This is a “white paper” outlining the position of Connect Your Community 2.0 partner organizations in Cleveland and Detroit on the proposed Comcast/Time Warner Cable/Charter Communications deal pending before the FCC. The substance of the document was approved at a meeting of CYC 2.0 partners on May 19.
(Links and highlights have been added for readers of this post.)
Charter Communications’ proposed takeover of Time Warner and Comcast markets: Help us push for a meaningful investment in community digital literacy and access efforts.
Comcast, Time Warner Cable (TWC), and Charter Communications – currently the first, second, and fourth largest cable providers in the U.S. – have proposed a series of corporate transactions which would include:
- the merger of TWC into Comcast; followed by
- the sale or swap of 3 million customer households between Comcast/TWC and Charter Communications; and
- the creation of a new corporation (currently called “Spinco” for “spin-off company”), managed and partly owned by Charter, which would acquire another 2.5 million Comcast households.
(Comcast-Charter Investor Presentation)
If approved by the Justice Department and the Federal Communications Commission, these transactions will mean that, as soon as 2015 (and with no local government review)…
1) Charter Communications will take over all of TWC’s customers, franchises and assets throughout Ohio, as well as northern Kentucky and Milwaukee;
2) The new so-called “Spinco”’ (managed by Charter) will take over Comcast’s customers and assets in Detroit, as well as Indianapolis and Minneapolis-St. Paul.
(Map of Charter Communications and “Spinco” territory after the deal.)

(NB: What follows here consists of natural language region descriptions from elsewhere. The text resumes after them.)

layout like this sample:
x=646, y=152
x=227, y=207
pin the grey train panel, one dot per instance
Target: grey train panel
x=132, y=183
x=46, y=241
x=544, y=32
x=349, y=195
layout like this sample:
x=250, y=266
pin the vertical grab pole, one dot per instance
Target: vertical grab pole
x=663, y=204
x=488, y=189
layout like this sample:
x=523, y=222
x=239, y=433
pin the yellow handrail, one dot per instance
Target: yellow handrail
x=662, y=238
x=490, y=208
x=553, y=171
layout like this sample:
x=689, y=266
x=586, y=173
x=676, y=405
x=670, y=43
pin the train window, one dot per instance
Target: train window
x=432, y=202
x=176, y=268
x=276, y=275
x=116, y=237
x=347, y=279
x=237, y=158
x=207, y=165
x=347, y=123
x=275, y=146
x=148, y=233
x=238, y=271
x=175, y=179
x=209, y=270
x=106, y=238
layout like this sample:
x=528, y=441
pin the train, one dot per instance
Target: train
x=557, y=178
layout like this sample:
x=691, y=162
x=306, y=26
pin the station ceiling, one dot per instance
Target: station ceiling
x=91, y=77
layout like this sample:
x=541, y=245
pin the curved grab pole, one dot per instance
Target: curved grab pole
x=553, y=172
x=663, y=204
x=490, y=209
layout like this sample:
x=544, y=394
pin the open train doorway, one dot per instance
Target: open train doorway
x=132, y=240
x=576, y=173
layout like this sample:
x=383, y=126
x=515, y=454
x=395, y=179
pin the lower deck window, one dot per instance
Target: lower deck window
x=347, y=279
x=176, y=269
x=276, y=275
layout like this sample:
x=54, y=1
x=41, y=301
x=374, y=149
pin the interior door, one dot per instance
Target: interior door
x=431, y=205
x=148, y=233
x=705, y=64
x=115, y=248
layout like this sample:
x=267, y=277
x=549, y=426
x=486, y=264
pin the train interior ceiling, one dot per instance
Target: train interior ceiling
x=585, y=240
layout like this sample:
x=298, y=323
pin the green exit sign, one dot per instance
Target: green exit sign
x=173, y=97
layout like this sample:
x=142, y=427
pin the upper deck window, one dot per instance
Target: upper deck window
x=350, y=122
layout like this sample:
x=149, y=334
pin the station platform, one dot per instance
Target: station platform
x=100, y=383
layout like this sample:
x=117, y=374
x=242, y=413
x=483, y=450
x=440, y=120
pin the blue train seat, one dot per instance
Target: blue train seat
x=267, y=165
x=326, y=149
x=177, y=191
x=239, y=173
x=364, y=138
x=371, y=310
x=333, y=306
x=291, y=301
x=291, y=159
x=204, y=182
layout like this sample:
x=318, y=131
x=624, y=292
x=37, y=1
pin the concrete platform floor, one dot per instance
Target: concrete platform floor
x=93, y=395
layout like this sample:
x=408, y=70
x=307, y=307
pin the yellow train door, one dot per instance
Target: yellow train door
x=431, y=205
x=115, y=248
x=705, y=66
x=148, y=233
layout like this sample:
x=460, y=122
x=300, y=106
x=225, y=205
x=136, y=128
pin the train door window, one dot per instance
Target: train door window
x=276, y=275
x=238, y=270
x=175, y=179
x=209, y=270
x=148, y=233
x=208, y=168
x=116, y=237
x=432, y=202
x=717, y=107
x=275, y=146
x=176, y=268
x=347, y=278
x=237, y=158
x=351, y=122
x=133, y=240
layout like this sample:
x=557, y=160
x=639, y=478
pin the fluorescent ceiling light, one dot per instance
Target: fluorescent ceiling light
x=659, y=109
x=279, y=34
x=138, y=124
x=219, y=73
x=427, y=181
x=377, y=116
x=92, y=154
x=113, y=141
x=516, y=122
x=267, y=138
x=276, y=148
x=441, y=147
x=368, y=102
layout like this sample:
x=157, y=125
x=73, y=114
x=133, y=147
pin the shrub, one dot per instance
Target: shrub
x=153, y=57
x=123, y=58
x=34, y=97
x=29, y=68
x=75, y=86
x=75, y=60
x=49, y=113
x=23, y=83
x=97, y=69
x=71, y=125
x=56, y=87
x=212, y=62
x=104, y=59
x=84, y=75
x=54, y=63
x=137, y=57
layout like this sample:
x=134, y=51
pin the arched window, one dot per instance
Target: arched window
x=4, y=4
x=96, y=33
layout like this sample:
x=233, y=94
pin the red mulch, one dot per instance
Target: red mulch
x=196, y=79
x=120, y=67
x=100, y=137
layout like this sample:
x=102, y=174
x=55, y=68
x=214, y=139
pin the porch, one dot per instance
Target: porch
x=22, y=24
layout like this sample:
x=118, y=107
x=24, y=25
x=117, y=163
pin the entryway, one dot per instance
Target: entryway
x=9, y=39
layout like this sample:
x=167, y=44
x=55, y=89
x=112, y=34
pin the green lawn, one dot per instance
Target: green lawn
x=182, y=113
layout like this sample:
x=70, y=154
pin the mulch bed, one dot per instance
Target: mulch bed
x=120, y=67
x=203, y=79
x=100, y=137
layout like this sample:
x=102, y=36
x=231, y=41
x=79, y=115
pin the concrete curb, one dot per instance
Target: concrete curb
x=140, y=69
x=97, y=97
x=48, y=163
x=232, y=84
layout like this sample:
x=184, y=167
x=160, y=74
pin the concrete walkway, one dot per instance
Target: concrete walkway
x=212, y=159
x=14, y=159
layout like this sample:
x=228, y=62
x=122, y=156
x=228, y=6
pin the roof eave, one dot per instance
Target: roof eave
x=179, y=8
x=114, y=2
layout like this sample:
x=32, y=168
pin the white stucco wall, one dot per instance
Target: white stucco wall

Impact of the proposed deal on Internet access for lower-income residents
The FCC has made clear in recent cases that it expects major Internet Service Providers to take responsibility for helping disadvantaged residents to overcome barriers to Internet access and literacy in the communities they serve. Comcast has taken some modest but important steps to meet this expectation. Time Warner Cable and Charter Communications have not.
For the past three years, under an FCC order resulting from an earlier merger case, Comcast has operated a program called Internet Essentials, which provides $10 monthly Internet service and $150 computers to families whose children are eligible for free or reduced school lunches. Neither Time Warner nor Charter offers a similar program.

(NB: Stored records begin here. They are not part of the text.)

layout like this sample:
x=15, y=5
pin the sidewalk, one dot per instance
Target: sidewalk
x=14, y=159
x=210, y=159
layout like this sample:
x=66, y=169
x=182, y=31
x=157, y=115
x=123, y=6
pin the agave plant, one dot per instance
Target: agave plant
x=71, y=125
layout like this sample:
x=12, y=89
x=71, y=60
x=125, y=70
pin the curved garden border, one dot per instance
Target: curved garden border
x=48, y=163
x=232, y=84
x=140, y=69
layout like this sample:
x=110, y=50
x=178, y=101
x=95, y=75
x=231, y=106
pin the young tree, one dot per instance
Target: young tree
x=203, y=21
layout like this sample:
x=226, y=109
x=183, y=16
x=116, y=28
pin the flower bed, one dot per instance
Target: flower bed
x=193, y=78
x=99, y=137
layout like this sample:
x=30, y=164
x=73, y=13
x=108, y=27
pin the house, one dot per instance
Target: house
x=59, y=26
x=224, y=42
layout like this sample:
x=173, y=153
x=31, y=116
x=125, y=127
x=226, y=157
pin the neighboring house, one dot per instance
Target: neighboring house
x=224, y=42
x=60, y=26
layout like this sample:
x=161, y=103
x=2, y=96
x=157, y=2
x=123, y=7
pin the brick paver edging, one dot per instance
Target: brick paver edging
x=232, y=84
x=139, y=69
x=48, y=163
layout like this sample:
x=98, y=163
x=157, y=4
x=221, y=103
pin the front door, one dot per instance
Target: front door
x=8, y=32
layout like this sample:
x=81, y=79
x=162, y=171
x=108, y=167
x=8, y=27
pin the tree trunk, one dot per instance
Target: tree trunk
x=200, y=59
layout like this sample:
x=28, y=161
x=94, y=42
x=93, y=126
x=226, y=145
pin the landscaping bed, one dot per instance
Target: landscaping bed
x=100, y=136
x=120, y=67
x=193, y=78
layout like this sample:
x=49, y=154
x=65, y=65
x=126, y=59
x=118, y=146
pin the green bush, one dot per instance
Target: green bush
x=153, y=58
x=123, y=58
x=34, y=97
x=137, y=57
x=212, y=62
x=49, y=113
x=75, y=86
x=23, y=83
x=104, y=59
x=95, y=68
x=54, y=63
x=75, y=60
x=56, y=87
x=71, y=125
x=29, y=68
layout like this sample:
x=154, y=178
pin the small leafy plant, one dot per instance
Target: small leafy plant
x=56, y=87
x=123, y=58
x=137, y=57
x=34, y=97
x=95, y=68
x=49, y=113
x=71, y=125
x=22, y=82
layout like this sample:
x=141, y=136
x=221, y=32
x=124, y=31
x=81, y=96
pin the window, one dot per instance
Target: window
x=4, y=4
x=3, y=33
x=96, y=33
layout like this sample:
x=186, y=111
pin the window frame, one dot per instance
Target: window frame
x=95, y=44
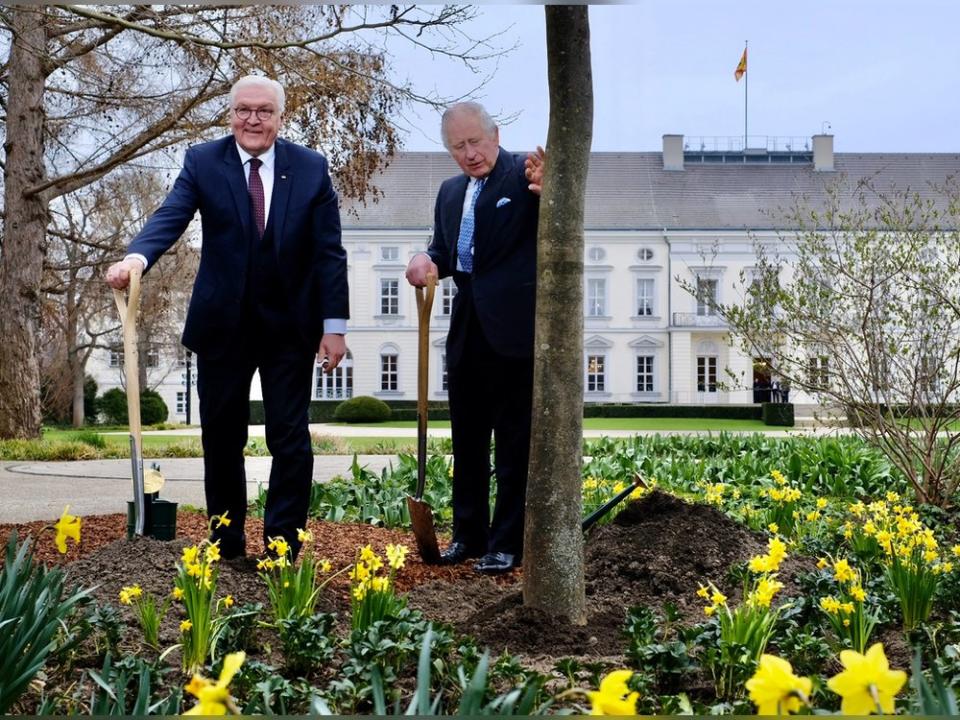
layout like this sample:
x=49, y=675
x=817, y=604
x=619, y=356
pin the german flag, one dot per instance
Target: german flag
x=741, y=67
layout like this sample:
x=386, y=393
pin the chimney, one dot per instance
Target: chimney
x=823, y=153
x=673, y=152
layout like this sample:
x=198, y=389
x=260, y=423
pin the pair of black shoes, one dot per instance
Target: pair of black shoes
x=489, y=564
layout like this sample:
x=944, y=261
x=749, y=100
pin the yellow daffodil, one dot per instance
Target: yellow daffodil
x=68, y=526
x=397, y=555
x=842, y=571
x=614, y=697
x=214, y=697
x=867, y=684
x=775, y=690
x=190, y=555
x=280, y=546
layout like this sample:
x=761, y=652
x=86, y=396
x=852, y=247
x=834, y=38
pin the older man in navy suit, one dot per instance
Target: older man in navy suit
x=484, y=235
x=270, y=295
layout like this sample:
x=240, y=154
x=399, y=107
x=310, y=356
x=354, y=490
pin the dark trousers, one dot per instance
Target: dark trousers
x=223, y=384
x=490, y=394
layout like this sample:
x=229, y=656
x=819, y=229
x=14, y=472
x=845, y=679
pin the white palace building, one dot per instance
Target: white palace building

Before announcing its agreement with Charter on April 28, 2014, Comcast had assured the FCC and the media (in connection with its original Time Warner merger plan) that it intended to continue Internet Essentials indefinitely, to expand it to current Time Warner communities, and to consider offering it to other constituencies like senior citizens.
It’s unclear how Comcast’s assurances now apply, if at all, to those Time Warner cities, like Cleveland, Akron, Columbus, Cincinnati and Milwaukee, that Comcast has decided to hand off to Charter Communications.

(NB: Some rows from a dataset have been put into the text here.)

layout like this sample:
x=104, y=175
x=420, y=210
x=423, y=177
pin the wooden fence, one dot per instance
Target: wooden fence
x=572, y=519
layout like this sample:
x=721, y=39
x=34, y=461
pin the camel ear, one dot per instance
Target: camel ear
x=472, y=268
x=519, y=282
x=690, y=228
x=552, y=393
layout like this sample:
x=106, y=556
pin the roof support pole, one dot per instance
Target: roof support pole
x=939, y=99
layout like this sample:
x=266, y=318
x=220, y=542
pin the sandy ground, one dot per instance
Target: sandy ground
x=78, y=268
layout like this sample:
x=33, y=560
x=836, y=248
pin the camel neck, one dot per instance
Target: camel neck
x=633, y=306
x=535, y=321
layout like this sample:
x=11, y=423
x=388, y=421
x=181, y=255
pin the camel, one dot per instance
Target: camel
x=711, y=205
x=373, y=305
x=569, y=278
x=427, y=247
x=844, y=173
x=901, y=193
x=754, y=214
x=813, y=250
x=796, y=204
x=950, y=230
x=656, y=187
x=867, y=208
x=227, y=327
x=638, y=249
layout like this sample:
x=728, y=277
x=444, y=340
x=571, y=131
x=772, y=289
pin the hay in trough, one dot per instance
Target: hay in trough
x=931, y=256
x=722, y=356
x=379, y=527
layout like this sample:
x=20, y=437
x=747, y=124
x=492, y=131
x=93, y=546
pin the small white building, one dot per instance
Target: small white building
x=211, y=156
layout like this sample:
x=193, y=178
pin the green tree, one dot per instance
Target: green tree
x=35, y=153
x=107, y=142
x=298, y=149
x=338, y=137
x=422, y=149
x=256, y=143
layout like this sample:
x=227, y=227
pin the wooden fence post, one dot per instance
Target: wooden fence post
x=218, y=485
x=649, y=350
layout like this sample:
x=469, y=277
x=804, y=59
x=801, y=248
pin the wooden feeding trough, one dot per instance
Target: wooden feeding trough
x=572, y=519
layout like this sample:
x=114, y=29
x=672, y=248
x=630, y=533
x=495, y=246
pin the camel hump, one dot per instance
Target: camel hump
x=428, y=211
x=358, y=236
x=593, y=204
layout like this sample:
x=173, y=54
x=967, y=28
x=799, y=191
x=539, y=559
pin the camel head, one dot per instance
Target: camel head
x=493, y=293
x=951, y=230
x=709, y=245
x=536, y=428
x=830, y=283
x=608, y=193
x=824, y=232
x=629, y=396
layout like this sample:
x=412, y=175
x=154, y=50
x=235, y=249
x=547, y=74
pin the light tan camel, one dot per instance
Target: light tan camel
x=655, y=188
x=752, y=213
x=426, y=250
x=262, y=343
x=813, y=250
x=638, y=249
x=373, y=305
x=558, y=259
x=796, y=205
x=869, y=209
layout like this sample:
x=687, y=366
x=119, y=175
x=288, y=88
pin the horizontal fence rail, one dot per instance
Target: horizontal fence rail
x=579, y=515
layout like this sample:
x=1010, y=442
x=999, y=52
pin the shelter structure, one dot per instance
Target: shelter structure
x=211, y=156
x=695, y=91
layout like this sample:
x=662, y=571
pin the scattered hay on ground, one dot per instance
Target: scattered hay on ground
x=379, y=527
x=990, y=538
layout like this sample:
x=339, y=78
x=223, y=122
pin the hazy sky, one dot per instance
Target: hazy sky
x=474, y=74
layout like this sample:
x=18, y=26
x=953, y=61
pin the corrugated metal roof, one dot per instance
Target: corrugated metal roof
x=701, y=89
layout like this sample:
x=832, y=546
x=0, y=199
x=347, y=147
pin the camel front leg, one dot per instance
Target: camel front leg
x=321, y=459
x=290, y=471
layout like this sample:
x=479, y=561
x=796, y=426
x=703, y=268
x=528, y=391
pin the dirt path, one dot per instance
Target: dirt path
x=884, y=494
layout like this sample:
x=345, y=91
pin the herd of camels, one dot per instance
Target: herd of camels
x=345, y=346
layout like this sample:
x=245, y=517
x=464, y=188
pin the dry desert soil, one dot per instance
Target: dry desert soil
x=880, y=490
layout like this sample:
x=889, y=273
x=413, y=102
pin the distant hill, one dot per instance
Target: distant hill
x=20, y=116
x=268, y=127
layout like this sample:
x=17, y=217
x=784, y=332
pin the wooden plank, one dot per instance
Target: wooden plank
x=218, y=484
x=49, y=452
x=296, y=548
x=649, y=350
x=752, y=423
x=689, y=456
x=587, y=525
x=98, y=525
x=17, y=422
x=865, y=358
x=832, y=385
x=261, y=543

It’s also unclear how they apply, if at all, to Detroit and other Comcast cities that currently have Internet Essentials, but are slated to be “spun off” to the new corporation managed by Charter. (In the worst case, low-income families who’ve just started using Comcast’s $10 service could find themselves no longer eligible because they are no longer Comcast customers!)
Either Comcast and Charter, or the FCC itself, must address these issues and arrive at a meaningful digital inclusion plan with leaders of the proposed Charter/Spinco “selloff and spinoff” communities, as a precondition to approval of the proposed merger deal.
The partner organizations of Connect Your Community 2.0 invite community leaders in greater Cleveland and Detroit – and any other community whose cable Internet service would be owned or managed by Charter Communications under its proposed deal with Comcast — to join us in a coalition with the following goals:
1) To make sure that our local communities are effectively represented in FCC proceedings on the Comcast /TWC/Charter merger-and-sale proposal, including any relevant settlement negotiations, in order to advocate significant investment and collaboration by Charter and “Spinco” in community-based efforts to help our disconnected residents gain Internet skills and affordable broadband access.
2) To engage Charter Communications management in direct discussions before and during FCC proceedings on their proposed deal with Comcast, in the hope of collaborating on a joint proposal for a Charter/”Spinco” digital inclusion investment program that can be incorporated into an eventual FCC order with broad support from the affected local communities.
3) To advocate to the FCC, the companies and any other parties to the FCC proceedings that the following elements must be part of a satisfactory digital inclusion package:
- Support for basic computer/Internet training.
- Support for affordable devices, with a preference for local sourcing of refurbished computer equipment where possible.
- A very affordable cable Internet service offering (like Internet Essentials) available to a broad range of low-income customers including adults without children.
- Ambitious participation goals in each community, supported by adequate investment, strategic partnerships to take advantage of each community’s unique resources, and strong data and accountability mechanisms.